Conversational AI 6-DESIGNING AND DEVELOPING DIALOGUE SYSTEMS
There are three main approaches to the design and development of dialogue systems: rule-based, statistical data-driven, and end-to-end neural. In rule-based systems conversation flow and other aspects of the interface are handcrafted using best practice guidelines that have been developed over the past decades by voice user interface designers. These include guidelines on elements of conversations, such as:
- how to design effective prompts
- how to sound natural
- how to act in a cooperative manner
- how to offer help at any time
- how to prevent errors and
- how to recover from errors when they occur.
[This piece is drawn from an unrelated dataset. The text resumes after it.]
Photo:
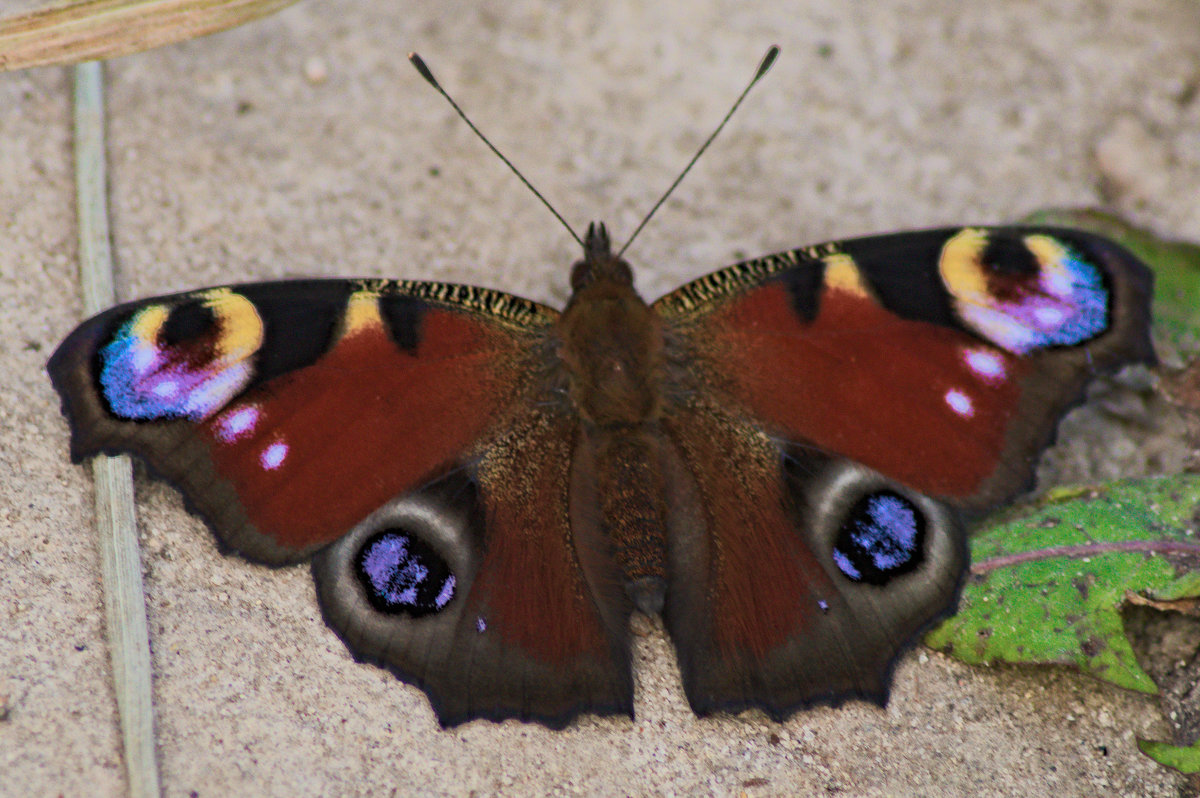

There are also higher-level guidelines, for example
- how to promote engagement and retention
- how to make the customer experience more personal and more pleasant and
- the use of personas and branding.
Some of these guidelines address linguistic aspects of conversational interaction, such as maintaining the context in multi-turn conversations, asking follow-up questions, maintaining and changing topics, and error recovery. Others are more concerned with social competence, such as promoting engagement, displaying personality, and expressing and interpreting emotion. Finally, there are psychological aspects such as being able to recognize the beliefs and intentions of the other conversational participant. All of these aspects are important for a conversational agent to be effective as well as engaging for the user. In the second and third approaches, dialogue strategies are learned from data.